I would close my polemical tirade by capitalizing once again on the meaning of baptism. “Finally,” I would say, “as we have seen already from Paul’s epistles and from the Acts narratives, baptism does not signify death to sin and new life in general, but the death and new life of the individual being baptized.” I would conclude, hopefully to their satisfaction, that infant baptism, while certainly done in good faith by those who administer it or have it administered to their infants, is nonetheless misguided; it is not in accord with the biblical notions of the meaning of baptism and misunderstands the condensed nature of the Acts narratives and the “household” language.
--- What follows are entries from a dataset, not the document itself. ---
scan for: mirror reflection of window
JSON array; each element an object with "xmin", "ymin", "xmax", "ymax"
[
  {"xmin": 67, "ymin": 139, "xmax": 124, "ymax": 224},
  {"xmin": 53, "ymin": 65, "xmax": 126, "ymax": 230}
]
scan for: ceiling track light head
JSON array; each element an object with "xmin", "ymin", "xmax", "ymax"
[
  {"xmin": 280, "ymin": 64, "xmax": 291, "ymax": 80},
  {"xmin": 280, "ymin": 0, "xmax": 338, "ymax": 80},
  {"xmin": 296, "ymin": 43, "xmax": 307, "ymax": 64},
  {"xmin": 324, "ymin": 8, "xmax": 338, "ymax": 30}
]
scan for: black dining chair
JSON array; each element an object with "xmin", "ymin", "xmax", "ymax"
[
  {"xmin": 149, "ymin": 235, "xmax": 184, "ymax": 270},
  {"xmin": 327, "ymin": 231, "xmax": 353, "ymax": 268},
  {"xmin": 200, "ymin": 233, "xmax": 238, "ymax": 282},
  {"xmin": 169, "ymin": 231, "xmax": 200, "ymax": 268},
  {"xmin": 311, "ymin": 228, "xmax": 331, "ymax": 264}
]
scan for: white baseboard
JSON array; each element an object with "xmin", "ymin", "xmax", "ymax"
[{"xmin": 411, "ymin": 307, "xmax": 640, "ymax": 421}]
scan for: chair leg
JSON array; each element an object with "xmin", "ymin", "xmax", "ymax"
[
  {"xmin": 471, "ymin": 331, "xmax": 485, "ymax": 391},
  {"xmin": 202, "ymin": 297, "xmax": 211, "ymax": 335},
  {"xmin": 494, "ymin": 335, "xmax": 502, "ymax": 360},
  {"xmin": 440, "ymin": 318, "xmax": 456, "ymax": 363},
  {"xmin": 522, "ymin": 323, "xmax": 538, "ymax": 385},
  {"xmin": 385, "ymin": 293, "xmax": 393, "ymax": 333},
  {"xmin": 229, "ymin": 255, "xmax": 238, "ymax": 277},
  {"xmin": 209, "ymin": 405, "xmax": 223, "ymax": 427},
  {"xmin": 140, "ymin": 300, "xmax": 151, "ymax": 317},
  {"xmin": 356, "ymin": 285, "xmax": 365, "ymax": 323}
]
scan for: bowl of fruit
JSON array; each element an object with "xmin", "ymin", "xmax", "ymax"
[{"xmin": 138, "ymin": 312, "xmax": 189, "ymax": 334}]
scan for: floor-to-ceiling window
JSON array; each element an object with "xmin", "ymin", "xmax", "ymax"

On the basis of such argumentation, I would encourage them to be immersed as believers while discouraging them from thinking about it as a “rebaptism,” since their first baptism—though done in good faith by their parents—was not a legitimate baptism. I would try to make it sound like a grand idea: “You will have the opportunity to be baptized for the first time!” If they would be unconvinced and refuse to be baptized, however, I would probably take the matter to the elders for discussion and council.
 Although baptism may also symbolizes the forgiveness of sins based on Acts 22:16, I am inclined to interpret this (and Titus 3:5) as both actually associating baptism with regeneration rather than forgiveness.